Zosia was disarmed by the woman’s concerned face. “I don’t know. I’m numb from worrying about everything. Worry will kill me in the end if the radiation doesn’t do it first.” She’d said too much. She hated to admit she was ill. Her throat itched, she coughed up blood, but she kept it to herself. She believed that if she did otherwise, they’d put her into another worthless hospital and send the children to an orphanage.
The Brit turned off the tape recorder. “Well, I think we have everything we need,” she told Zosia. “Thank you so much for your help. The world will know what happened….”
“Yes, the money, please. I need the money now,” Zosia cut in. “You promised me one hundred rubles if I spoke to you. I took a great risk by doing this. So now, I have to be paid.”
The foreigner handed her a business card. “My chief will pay you. Ask for…”
“I don’t have time. Pay me now. Please!”
The Westerner fumbled in her soft leather briefcase and took out a wallet. “Sorry, I only have English pounds….”
“Kharasho—fine. I know where to change them,” Zosia said, smiling openly at her for the first time and not caring that Roberta would see how many teeth were missing.
ZOSIA’S ONLY CONCERN the last evening she spent in Moscow was whether she would get her children out of Russia without being arrested for talking to the journalist. She had paid the doctor, the letter was in her purse along with her passport. Her hosts, good friends who had gladly allowed Zosia and the children to stay at their apartment during the past few weeks, were sound asleep in their own room. Tarasyk was also asleep on the divan in the living room. Zosia kissed the knit cap that covered his head, now nearly bald.
She was about to kiss Katia good night when the little girl sat up. “Mamo, I can’t sleep,” Katia said. “We are going away again without Baba.”
“But darling, we tried to call her in Kyiv lots of times, and we’ve written letters to the hospital, and Baba doesn’t answer,” Zosia said.
“Write to our house,” Katia said. “Tell her we’re going away, but we’ll see her someday. So she won’t worry.”

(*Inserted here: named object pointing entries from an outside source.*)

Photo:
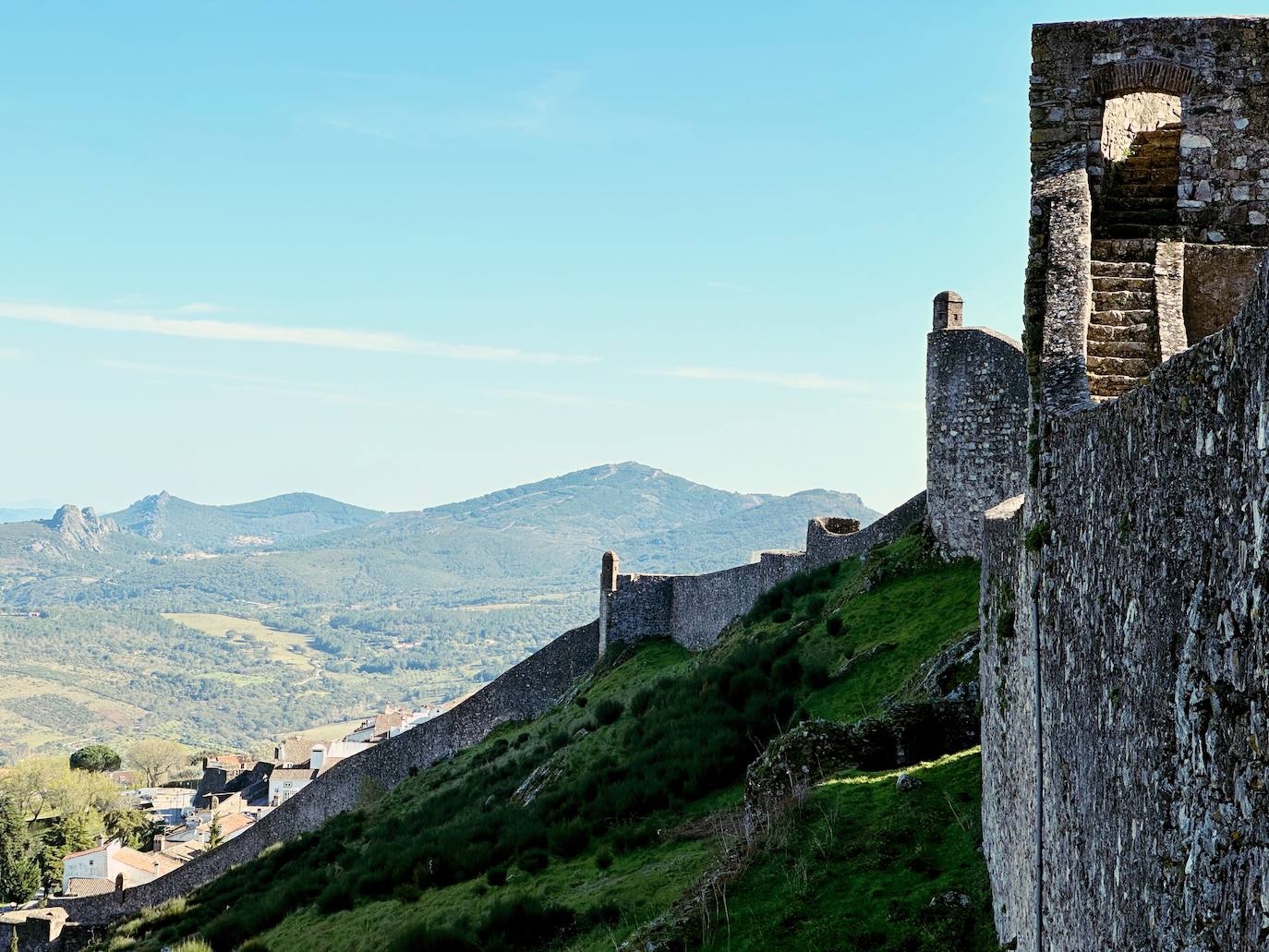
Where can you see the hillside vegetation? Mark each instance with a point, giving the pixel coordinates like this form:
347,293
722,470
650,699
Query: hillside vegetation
604,816
358,607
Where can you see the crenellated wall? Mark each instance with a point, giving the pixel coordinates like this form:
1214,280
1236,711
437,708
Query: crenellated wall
693,609
976,396
521,693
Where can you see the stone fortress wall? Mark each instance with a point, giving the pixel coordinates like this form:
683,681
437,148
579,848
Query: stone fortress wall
976,396
693,609
1123,637
521,693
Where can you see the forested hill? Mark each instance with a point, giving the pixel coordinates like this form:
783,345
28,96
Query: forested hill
304,549
274,616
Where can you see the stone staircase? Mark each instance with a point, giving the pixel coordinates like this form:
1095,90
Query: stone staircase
1137,207
1140,195
1123,331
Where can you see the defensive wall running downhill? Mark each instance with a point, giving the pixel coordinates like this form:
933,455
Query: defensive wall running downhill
521,693
976,399
1145,609
1125,647
693,609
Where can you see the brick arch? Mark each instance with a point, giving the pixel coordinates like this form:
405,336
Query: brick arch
1132,75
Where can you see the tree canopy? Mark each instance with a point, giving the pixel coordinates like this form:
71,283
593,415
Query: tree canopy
95,758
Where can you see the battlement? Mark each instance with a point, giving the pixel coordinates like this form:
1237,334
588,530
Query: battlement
693,609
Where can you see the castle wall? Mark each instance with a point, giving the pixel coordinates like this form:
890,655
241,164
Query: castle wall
824,546
1007,684
693,609
521,693
1154,650
976,395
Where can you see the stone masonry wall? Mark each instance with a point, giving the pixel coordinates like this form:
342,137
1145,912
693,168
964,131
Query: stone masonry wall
693,609
1215,65
1007,683
521,693
976,395
1151,572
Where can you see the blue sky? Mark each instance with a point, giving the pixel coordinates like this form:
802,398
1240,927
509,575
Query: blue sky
403,254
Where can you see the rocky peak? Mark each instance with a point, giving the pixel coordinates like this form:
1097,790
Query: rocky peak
80,528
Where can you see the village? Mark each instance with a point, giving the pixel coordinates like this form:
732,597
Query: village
148,824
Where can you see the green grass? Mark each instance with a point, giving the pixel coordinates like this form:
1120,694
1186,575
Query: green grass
861,867
637,765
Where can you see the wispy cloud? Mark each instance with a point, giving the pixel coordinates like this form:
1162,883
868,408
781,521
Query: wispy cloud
273,385
199,307
792,381
248,332
555,105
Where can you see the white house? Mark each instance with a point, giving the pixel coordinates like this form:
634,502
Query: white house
109,861
284,783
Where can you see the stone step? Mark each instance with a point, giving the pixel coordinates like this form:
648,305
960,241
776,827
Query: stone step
1106,385
1133,332
1123,300
1118,202
1123,250
1125,230
1145,175
1119,366
1132,215
1127,349
1141,189
1116,318
1123,270
1115,282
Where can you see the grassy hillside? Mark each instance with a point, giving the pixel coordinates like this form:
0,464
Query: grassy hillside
367,607
580,827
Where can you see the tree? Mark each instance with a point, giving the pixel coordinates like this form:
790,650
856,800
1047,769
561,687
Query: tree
84,793
214,836
66,834
19,874
156,758
28,782
131,826
97,758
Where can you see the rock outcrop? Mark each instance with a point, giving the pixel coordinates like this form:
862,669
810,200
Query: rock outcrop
80,528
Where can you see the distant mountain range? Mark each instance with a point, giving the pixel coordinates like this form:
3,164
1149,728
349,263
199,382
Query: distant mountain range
229,625
268,522
301,548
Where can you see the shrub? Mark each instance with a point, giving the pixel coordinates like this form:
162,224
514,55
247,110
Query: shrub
641,702
569,839
425,938
533,861
608,710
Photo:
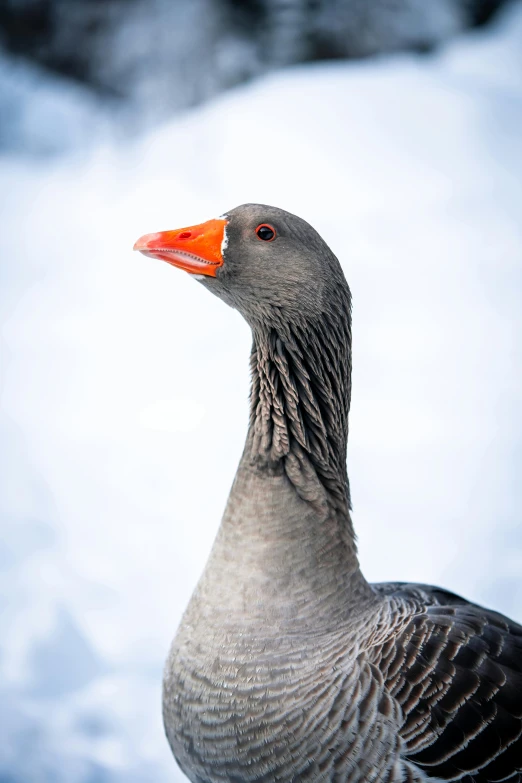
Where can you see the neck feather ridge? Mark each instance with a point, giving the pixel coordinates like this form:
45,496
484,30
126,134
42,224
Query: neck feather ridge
300,399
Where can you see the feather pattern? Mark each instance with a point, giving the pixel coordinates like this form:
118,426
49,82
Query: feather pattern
288,666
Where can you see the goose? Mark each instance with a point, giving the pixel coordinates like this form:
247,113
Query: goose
288,665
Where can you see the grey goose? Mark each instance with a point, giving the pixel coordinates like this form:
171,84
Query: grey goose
288,665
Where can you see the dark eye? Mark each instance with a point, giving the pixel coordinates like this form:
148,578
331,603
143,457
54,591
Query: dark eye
265,232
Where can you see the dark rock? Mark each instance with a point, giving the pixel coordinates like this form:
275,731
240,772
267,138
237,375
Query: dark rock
177,52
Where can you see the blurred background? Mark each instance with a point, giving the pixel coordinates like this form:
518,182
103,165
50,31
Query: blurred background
395,128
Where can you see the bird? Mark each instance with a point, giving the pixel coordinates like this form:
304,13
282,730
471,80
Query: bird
288,665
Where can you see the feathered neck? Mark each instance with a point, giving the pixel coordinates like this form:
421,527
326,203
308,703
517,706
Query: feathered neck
300,399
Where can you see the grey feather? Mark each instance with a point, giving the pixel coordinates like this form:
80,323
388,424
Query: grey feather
288,665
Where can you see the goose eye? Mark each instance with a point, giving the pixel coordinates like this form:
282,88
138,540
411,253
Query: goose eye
265,232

“Write to the house in the village?” Zosia brightened up and kissed the child’s tangled hair. “Good idea! Maybe she’s there. You’re such a smart girl.” Together, she and Katia sat
on the parquet floor while Zosia composed a letter which she read to the little girl, who listened as intently as though it were a story:
10 September 1989
Dear Mamuniu,
I’m hoping that by some miracle you get this letter—our last before we leave Moscow. We’ve had a rough time, and Tarasyk is very sick, so we are going to a sanatorium in Georgia.
Zosia read the next section to herself silently:
I contacted the hospital in Kyiv about Yurko. First, they told me he was transferred to Moscow. I searched everywhere and later was told that he’s not alive. But there’s no official record about his death. So, please tell me what really happened after we left you at the hospital and if he is still alive or not.

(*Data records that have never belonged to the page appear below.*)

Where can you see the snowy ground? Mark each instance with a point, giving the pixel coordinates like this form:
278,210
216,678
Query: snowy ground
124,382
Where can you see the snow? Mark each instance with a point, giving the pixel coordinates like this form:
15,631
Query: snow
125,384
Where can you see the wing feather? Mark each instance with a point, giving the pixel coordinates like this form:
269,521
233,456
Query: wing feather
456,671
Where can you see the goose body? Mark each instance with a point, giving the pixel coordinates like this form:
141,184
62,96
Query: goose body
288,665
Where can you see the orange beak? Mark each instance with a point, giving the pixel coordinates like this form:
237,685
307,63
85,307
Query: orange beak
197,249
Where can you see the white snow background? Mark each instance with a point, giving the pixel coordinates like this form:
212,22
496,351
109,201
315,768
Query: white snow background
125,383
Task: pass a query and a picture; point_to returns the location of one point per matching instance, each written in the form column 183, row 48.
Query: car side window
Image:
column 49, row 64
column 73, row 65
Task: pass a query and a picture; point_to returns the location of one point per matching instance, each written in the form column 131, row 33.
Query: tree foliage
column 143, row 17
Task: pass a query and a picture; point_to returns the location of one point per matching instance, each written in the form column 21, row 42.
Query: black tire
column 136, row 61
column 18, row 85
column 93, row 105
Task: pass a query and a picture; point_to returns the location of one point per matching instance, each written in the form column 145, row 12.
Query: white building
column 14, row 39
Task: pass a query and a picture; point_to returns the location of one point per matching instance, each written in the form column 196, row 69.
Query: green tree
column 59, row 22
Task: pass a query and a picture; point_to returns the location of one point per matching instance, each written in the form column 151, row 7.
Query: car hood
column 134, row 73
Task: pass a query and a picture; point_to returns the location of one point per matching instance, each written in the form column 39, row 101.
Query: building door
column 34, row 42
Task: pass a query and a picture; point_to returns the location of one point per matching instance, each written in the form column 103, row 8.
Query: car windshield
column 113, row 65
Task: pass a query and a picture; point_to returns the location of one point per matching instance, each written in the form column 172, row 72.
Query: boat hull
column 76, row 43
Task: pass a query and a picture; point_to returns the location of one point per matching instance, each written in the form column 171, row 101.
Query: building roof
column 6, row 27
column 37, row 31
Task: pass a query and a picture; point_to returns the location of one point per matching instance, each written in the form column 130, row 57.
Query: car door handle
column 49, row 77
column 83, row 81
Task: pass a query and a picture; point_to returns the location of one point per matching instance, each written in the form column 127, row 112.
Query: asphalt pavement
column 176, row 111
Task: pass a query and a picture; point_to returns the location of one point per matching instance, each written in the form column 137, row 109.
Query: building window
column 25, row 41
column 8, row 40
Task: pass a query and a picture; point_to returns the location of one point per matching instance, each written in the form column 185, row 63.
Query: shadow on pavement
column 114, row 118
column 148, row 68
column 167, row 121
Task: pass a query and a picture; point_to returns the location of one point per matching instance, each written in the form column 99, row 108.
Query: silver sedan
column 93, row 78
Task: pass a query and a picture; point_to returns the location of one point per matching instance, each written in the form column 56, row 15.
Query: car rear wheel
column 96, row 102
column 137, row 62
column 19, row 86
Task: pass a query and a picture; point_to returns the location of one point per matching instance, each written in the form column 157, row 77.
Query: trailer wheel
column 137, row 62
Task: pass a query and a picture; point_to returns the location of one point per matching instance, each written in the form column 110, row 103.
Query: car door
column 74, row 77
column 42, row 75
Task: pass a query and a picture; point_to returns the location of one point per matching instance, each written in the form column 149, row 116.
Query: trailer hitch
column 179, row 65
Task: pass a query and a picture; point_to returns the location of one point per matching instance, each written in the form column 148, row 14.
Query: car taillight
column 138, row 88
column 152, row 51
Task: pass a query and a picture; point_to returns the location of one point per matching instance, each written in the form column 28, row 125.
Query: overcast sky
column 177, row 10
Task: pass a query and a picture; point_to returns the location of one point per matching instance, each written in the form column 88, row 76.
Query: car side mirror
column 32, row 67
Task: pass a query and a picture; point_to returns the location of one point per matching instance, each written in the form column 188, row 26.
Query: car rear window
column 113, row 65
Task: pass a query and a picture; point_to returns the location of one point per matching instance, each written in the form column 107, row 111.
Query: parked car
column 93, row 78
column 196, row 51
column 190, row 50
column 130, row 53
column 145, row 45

Out loud, Zosia continued:
I know that we never had a phone, but I tried calling the post office in Starylis to send you a message. The lines don’t work. So, I want you to please call this number as soon as you can. We are leaving Russia tomorrow but you can talk to my friends Stefan and Tatiana, and tell them where Yurko is and how you are. I will contact my friends when I get to Georgia. And then you can come live with us where it is warm and sunny and healthy!
Katia sends her love. She has headaches and is sick, but not as bad as Tarasyk. Poor boy, he cries to himself and doesn’t complain, but he doesn’t want to eat, and so all of our attention is on him right now.
Pray for us so that we’ll be together again someday, safe and well. I hope that you are alive, and healthy! I am taking a chance sending this to Starylis, but I don’t know where else to send it.
Call my friends at 095-032-45-89-21. We kiss you—yours always, Zosia
Mamo, please try to find a phone and tell the operator the number—I know this is hard for you, but after all that we’ve been through, this really is nothing.